Documents, released in relation to the investigations into Mr Tengbo, have also shown how much the duke has always seen Pitch as a way of potentially making money. One document from 21 August 2021 clearly states “the duke needed money at the time, and saw the relationships with China through Pitch as one possible source of funding”.
But Prince Andrew’s apparent intention to use Pitch to make money has led to concerns about whether he is unfairly using the contacts and information he gained when he was a working royal.
Norman Baker, former MP and author of books on royal finances, believes it is “a crude attempt to enrich himself” and goes against what the tech entrepreneurs thought they were signing up for.
He told Sky News: “The data given by these business people was given on the basis it was an official operation and not something for Prince Andrew, and so in my view, Prince Andrew had no right legally or morally to take the data which has been collected, a huge amount of data, and sell it…

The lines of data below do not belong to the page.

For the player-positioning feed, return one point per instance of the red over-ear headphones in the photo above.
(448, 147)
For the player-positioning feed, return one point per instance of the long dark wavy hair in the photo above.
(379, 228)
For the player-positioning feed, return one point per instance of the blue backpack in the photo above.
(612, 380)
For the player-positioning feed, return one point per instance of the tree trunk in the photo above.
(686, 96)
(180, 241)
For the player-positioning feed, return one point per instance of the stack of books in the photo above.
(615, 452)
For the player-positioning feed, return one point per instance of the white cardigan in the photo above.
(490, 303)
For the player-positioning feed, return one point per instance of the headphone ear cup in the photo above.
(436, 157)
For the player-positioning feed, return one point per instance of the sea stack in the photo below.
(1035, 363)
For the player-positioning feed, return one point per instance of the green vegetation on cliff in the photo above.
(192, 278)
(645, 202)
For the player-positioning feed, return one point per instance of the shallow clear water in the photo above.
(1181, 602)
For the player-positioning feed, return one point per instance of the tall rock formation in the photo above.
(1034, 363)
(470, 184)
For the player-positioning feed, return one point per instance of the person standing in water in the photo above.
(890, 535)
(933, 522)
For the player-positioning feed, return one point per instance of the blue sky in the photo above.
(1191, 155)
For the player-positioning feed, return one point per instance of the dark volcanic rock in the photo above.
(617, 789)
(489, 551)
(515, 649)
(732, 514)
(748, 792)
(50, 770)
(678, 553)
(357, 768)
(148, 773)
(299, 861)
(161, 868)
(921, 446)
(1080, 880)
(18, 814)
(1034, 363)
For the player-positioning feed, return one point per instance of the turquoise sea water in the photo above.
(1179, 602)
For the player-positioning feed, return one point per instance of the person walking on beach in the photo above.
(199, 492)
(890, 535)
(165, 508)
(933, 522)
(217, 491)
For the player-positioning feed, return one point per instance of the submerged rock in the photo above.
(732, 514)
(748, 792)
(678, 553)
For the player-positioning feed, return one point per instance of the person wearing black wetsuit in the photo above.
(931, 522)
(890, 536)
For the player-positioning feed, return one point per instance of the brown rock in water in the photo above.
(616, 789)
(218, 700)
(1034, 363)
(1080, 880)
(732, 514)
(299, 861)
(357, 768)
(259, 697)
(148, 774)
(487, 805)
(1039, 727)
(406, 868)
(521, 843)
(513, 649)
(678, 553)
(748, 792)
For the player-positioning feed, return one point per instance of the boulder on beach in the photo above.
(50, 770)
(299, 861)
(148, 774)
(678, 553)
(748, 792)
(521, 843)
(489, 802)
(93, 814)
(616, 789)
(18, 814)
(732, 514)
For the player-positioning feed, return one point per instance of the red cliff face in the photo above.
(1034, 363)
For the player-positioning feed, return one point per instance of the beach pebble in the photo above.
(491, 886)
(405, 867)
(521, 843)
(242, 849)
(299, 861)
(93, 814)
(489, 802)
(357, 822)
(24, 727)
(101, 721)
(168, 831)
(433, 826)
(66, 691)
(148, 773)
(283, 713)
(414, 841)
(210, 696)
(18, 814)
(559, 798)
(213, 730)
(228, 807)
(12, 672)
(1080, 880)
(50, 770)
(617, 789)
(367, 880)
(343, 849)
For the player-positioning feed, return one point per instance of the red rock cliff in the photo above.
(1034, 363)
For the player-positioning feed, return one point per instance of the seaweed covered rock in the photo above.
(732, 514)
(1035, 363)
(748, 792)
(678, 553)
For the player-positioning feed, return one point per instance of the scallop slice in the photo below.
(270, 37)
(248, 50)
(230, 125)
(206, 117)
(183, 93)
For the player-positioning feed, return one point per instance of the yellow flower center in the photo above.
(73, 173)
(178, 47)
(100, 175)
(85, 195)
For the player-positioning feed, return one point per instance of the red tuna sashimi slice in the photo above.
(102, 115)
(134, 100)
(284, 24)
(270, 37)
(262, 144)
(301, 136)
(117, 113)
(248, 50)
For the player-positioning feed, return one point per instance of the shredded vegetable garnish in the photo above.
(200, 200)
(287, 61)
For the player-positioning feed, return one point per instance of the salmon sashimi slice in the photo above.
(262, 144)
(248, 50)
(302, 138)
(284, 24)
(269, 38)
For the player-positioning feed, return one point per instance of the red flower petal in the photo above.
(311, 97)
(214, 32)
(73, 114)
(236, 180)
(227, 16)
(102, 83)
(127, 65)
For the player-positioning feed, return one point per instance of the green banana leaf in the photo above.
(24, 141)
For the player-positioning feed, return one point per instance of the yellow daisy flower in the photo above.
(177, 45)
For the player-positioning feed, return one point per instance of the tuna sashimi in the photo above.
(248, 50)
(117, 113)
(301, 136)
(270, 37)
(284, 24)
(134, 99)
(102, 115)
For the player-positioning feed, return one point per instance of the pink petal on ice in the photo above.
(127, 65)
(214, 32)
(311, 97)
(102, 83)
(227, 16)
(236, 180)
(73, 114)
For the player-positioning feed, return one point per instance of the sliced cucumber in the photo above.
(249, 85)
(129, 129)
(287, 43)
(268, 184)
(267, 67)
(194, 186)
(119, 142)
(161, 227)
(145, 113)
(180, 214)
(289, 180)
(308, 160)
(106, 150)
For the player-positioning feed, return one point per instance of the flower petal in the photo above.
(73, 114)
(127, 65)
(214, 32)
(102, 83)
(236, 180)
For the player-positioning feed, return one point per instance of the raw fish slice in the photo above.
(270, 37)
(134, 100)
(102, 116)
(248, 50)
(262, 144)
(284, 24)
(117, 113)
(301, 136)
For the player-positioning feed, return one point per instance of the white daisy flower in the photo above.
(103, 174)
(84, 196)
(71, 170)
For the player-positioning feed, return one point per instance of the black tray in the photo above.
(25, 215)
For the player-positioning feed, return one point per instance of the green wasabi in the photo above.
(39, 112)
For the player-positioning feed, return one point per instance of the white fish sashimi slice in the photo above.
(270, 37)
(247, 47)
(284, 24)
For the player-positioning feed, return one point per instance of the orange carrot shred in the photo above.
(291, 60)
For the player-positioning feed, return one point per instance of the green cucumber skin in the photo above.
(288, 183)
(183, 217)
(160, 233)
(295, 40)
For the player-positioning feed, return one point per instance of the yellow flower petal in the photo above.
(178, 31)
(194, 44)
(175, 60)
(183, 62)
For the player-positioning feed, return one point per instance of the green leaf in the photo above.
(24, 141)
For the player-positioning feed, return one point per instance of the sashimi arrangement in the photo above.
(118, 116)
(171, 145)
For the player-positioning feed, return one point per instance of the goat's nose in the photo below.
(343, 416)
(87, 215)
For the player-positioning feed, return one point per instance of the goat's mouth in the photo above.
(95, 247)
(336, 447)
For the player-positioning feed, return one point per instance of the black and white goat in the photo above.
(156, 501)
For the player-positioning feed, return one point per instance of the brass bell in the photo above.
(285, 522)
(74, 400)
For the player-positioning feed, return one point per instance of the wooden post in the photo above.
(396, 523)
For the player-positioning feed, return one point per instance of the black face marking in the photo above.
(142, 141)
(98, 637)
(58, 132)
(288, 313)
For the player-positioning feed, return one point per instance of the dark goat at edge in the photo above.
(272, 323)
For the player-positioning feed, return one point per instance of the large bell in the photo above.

“And quite clearly if you’re going to sell it off to StartupBootcamp, that is not what people had in mind. The entrepreneurs who joined Pitch@Palace did not do so to enrich Prince Andrew,” he said.
Rich Wilson was one tech entrepreneur who was approached at the start of Pitch@Palace to sign up, but he stepped away when he spotted a clause in the contract saying they’d be entitled to 2% equity in any funding he secured.
He feels Prince Andrew is continuing to use those he made a show of supporting.
He said: “It makes me feel sick. I think it’s terrible – that he is continuing to exploit unsuspecting tech founders in this way. A lot of them, I’m quite grey and old in the tooth now, I saw it coming, but clearly most didn’t. And a lot of them were quite young.
“It’ll be their first venture and you’re learning on the trot, so to speak. So to take advantage of people in such a major way – that’s an awful, sickening thing to do.”
We approached StartupBootcamp who said they had no comment to make, and the Duke of York’s office did not respond.
With reports that a deal may have stalled, it could be a big setback for the duke – especially with questions still about how he’ll continue to pay for his home on the Windsor estate now that the King no longer gives him financial support.